We will then visit the first data point and update the visited status.

visited[0] = True

For that first data point, we want to find all of the other points that are less than some distance eps from it; these are the neighbours of the data point. This eps is one of the hyperparameters of the DBSCAN algorithm; for this example, we will use a value of 0.1.

eps = 0.1
np.where(distances[0] < eps)
(array([ 57, 186]),)

If the data point has fewer than min_samples (the second hyperparameter, here we use 5), then it is identified as noise. We will do this by making the value of a labels array -1.

min_samples = 5
labels = np.zeros(X.shape[0], dtype=int)

if (distances[0] < eps).sum() < min_samples:
    labels[0] = -1

However, if the point has more than min_samples neighbours, we classify it as a core point and expand the cluster around it. Data point 338 has many neighbours.

(distances[338] < eps).sum()
49

A core point is assigned a cluster_id, which starts from 0.

cluster_id = 0

labels[338] = cluster_id

And then, for each point in the neighbour of a data point, we perform the following:

  • If the point is unvisited, its neighbours are found and marked as visited, and if it has more than the min_samples of neighbours, then these are included as neighbours of the core point.

  • If the point has been visited and is currently defined as noise, the label is changed to that of the core point.

This is shown for data point 338 below.

neighbours = np.where(distances[338] < eps)[0]

j = 0
while j < neighbours.size:
    current = neighbours[j]
    if not visited[current]:
        visited[current] = True
        new_neighbors = np.where(distances[current] <= eps)[0]
        if new_neighbors.size >= min_samples:
            neighbours = np.concatenate([neighbours, new_neighbors])
    if labels[current] == -1:
        labels[current] = cluster_id
    j += 1
cluster_id += 1

We can see that this has led to many particles being visited.

np.sum(visited)
98

To put the algorithm together, we will reset some of the bookkeeping.

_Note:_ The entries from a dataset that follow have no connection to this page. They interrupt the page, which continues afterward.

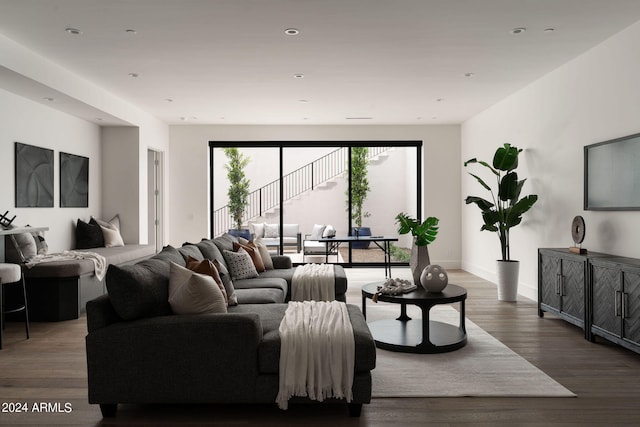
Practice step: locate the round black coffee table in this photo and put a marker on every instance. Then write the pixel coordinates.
(417, 335)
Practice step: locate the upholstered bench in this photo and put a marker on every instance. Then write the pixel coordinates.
(59, 290)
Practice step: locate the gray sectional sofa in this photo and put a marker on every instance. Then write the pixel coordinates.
(139, 352)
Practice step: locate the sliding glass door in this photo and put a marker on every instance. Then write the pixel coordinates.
(342, 187)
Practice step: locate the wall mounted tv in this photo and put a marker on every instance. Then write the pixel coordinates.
(612, 174)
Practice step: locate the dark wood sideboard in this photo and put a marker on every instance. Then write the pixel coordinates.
(597, 292)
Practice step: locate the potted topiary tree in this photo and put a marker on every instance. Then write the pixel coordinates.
(503, 212)
(238, 189)
(423, 234)
(359, 192)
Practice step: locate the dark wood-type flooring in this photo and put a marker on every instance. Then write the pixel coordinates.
(50, 369)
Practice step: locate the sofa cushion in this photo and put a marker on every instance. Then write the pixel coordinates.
(269, 351)
(142, 290)
(253, 252)
(189, 250)
(22, 247)
(264, 254)
(257, 229)
(194, 293)
(210, 250)
(206, 266)
(271, 230)
(225, 242)
(260, 296)
(227, 282)
(240, 265)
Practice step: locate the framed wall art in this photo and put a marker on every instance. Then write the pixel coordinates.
(74, 181)
(34, 176)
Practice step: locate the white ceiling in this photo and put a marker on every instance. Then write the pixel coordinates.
(363, 61)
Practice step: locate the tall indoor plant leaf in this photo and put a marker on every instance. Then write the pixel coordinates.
(506, 208)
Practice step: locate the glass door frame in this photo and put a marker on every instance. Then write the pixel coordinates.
(282, 145)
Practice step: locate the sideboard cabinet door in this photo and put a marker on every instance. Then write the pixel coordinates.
(561, 285)
(615, 300)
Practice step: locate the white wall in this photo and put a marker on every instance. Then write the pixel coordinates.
(34, 124)
(189, 172)
(590, 99)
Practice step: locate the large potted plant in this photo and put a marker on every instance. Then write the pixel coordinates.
(238, 189)
(359, 192)
(503, 212)
(423, 233)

visited = [False] * X.shape[0]
labels = np.zeros(X.shape[0], dtype=int) - 1
cluster_id = 0

for i in range(X.shape[0]):
    if not visited[i]:
        visited[i] = True
        neighbours = np.where(distances[i] <= eps)[0]
        if neighbours.size < min_samples:
            labels[i] = -1
        else:
            labels[i] = cluster_id
            j = 0
            while j < neighbours.size:
                current = neighbours[j]
                if not visited[current]:
                    visited[current] = True
                    new_neighbors = np.where(distances[current] <= eps)[0]
                    if new_neighbors.size >= min_samples:
                        neighbours = np.concatenate([neighbours, new_neighbors])
                if labels[current] == -1:
                    labels[current] = cluster_id
                j += 1
            cluster_id += 1

Using the current hyperparameter values, the DBSCAN algorithm has produced 12 clusters.

np.unique(labels)
array([-1,  0,  1,  2,  3,  4,  5,  6,  7,  8,  9, 10, 11])

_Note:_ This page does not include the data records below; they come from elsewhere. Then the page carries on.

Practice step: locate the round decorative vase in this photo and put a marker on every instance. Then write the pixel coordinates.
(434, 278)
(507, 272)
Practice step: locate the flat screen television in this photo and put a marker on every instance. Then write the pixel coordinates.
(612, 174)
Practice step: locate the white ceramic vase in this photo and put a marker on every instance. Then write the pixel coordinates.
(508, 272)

And identified 134 of the 400 data points as noise.

(labels == -1).sum()
134

We can try to visualise this, but there probably isn’t enough colour fidelity in the matplotlib standard plotting.

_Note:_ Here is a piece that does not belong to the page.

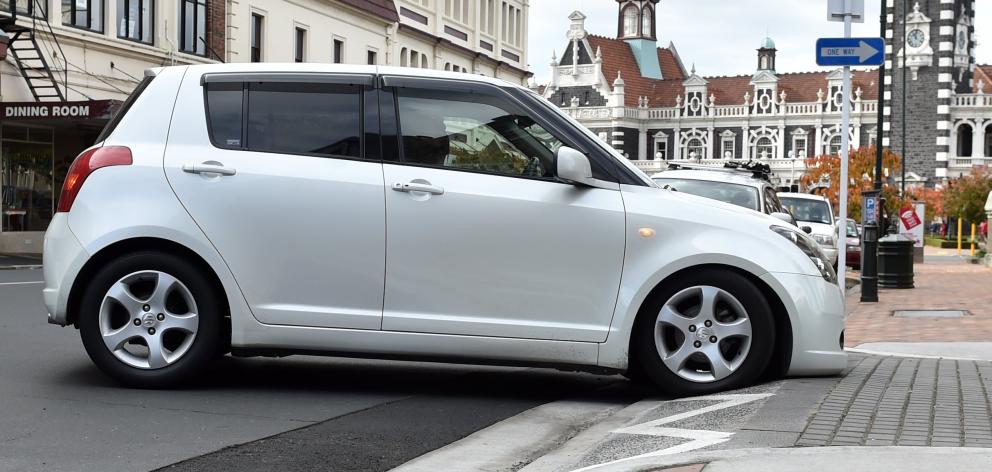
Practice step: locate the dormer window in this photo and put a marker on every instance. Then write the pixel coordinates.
(630, 21)
(647, 29)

fig, ax = plt.subplots(figsize=(4, 4))
ax.scatter(*X.T, c=labels)
ax.axis('equal')
(-1.326488757153794,
 2.2672553780080644,
 -0.7370806052205164,
 2.3120420120835234)
../_images/616e844036762ec94d8a5d938edb51139cc22ef7f8f937e0f9f8296a400263d6.png

HDBSCAN#

Before we leave clustering behind, we will look at one final approach, Hierarchical DBSCAN[3]. HDBSCAN brings the hierarchical clustering approach together with DBSCAN. One of the significant benefits of HDBSCAN over DBSCAN is that it is not necessary to define the hyperparameters.

from sklearn.cluster import HDBSCAN

hdbscan = HDBSCAN()
label = hdbscan.fit_predict(X)

fig, ax = plt.subplots(figsize=(4, 4))
ax.scatter(*X.T, c=label)
ax.axis('equal')
(-1.326488757153794,
 2.2672553780080644,
 -0.7370806052205164,
 2.3120420120835234)
../_images/d62870c3faed3d4b03409a7327e2a8f89e25fc06f034f97f562602fe6dbf60e9.png

A naïve usage of the scipy.cluster.HBDSCAN method can perfectly capture the data.

This isn’t to say that HDBSCAN is perfect, but there is still room for other clustering methods. This is not least due to the high computational cost of HDBSCAN compared to the more straightforward approaches.